The position of head teacher on the other hand, depending on the grade of the school, attracts a salary between $140,000 and $170,000 gross salary, according to Lyte. “When the tax is taken from that your net is just about $120,000 and you are asked to do all the administrative work, manage, plan and all of that…We all know what the cost of living is like here in Guyana,” Lyte noted.
“When we consider the amount of training teachers have to go through as compared with other professions it is just a disadvantage,” intimated the GTU President.
Moreover, Lyte, during an interview with this publication, assured that “we are going to negotiate very hard for our teachers; once the Ministry doesn’t reach the expectation of teachers under my leadership we are going to take the necessary actions.”
According to him, teachers must not only be verbally acknowledged for the important role that they play but their remuneration should also reflect how much they are appreciated. A teacher for close to two decades, Lyte asserted “we are responsible for doctors, nurses, engineers, presidents, prime ministers and yet we are treated like second class citizens.”
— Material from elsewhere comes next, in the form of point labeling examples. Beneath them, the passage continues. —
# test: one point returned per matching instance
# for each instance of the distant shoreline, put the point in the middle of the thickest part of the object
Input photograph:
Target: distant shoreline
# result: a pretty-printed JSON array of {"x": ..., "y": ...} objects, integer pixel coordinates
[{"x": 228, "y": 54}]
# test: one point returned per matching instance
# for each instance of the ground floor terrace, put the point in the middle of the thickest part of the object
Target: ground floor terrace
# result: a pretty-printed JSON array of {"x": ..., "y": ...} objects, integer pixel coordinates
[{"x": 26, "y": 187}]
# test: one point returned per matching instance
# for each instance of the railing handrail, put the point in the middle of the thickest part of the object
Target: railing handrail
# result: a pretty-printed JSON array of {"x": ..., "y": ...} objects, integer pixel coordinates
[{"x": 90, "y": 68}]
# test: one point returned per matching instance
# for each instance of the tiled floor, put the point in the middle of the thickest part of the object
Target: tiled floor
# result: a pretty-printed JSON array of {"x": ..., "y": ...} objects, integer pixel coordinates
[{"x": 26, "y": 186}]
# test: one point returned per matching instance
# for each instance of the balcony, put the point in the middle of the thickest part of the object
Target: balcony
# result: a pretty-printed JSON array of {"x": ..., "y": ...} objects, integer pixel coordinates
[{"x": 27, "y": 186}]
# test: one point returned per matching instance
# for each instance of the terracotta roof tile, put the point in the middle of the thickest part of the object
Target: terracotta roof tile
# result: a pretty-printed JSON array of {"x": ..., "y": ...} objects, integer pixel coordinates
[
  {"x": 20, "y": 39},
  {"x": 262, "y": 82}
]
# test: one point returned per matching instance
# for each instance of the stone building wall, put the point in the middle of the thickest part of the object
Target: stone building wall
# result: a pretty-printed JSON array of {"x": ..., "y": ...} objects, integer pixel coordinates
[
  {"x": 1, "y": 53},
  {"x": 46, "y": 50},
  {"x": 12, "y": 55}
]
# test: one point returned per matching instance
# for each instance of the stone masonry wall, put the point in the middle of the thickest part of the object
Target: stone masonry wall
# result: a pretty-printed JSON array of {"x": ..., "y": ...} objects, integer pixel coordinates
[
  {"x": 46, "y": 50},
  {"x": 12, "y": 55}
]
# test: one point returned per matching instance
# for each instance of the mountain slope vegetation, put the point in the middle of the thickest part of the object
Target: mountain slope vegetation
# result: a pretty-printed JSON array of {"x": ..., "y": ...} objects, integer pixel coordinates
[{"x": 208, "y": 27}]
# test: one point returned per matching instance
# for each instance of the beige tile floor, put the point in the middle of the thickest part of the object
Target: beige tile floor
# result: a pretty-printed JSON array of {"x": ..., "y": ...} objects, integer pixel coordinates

Lyte disclosed that among the issues of concern on his agenda, as the new GTU President, is to earnestly discuss the welfare of teachers with officials at the Ministry of Education. He noted that although some pressing matters are already gaining the Ministry’s attention, they have not all been fully implemented.
Among these, he disclosed, is a move towards de-bunching of salaries paid to teachers. The de-bunching of monies, he disclosed, is one that aims to ensure that while teachers are of the same status their years of experience should see them being on a different salary scale.
“For example an Assistant Master or Mistress might have been trained 10 years ago but gets the same salary as someone who was trained a year ago…We would like to see some sort of a (salary) difference between them,” Lyte noted.
Added to this, he said that the GTU, under his tenure, will also be advocating for the realisation of the revolving low-interest house loan for teachers that is yet to be disbursed. Lyte spoke of plans to negotiate for more duty free concessions for teachers to procure vehicles with a view of ensuring that more categories of teachers could benefit.
Currently the duty free concession is granted to senior teachers such as head masters/mistresses and deputy head masters/mistresses but, according to Lyte, “We realise that some teachers will never become heads of school or even deputy heads but they have been in the system for a very long time and so we hope to negotiate for them to benefit too.”